What is an emergency?

  1. John Launer
  1. Correspondence to Dr John Launer, London Deanery, London Department of Postgraduate Medical Education, Stewart House, 32 Russell Square, London WC1B 5DN, UK; jlauner{at}londondeanery.ac.uk

The word ‘emergency’ has always been a contentious one. For as long as I can remember, hospitals have tried to deter anyone who wasn't ‘a real emergency’ from attending their casualty departments. Indeed, they changed their name to ‘Accident and Emergency’ to emphasise this, although everyone still uses the older name anyway, or just ‘A&E’ which somehow lacks the same force.

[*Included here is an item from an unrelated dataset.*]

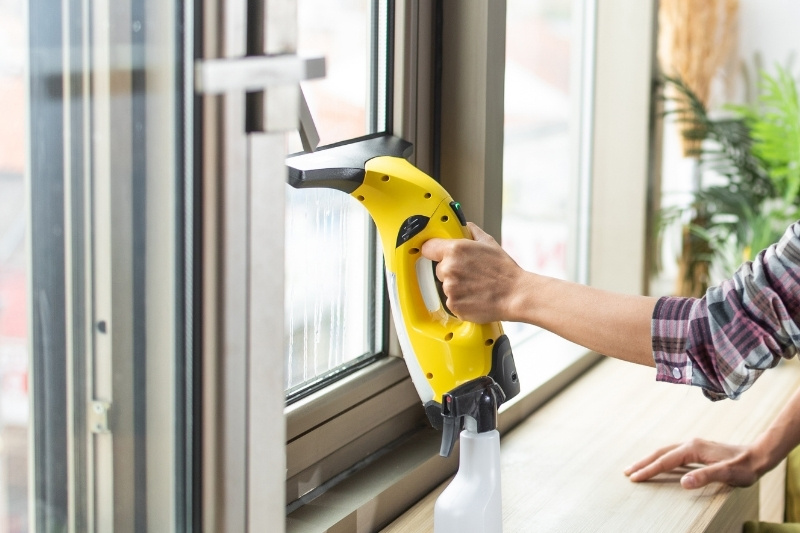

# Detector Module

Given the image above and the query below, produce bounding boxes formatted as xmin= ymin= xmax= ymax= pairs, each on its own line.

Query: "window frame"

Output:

In the same way, general practitioners (GPs) have for decades urged their patients not to turn up without an advance booking unless it was ‘an emergency’. They have trained generations of surgery receptionists to use forms of words designed to separate the deserving from the apparently undeserving—mostly to no avail, or at the cost of creating considerable bad feeling among patients.

During the last dozen or so reorganisations of the National Health Service in England, several variations of first contact service have been introduced to try and tackle the perceived problem of patients who want to see doctors when doctors don't think they should. One of these is the phone advice service run by NHS Direct (recently threatened with abolition but then just rebranded). This seems to have increased the workload in the system by advising people to consult their GPs, just as they might have done in the first place. Similarly, walk-in centres were set up to give patients easy access and take the pressure off both GPs and hospitals, but they have rather muddied the waters by giving patients the explicit message that it is fine to expect immediate attention …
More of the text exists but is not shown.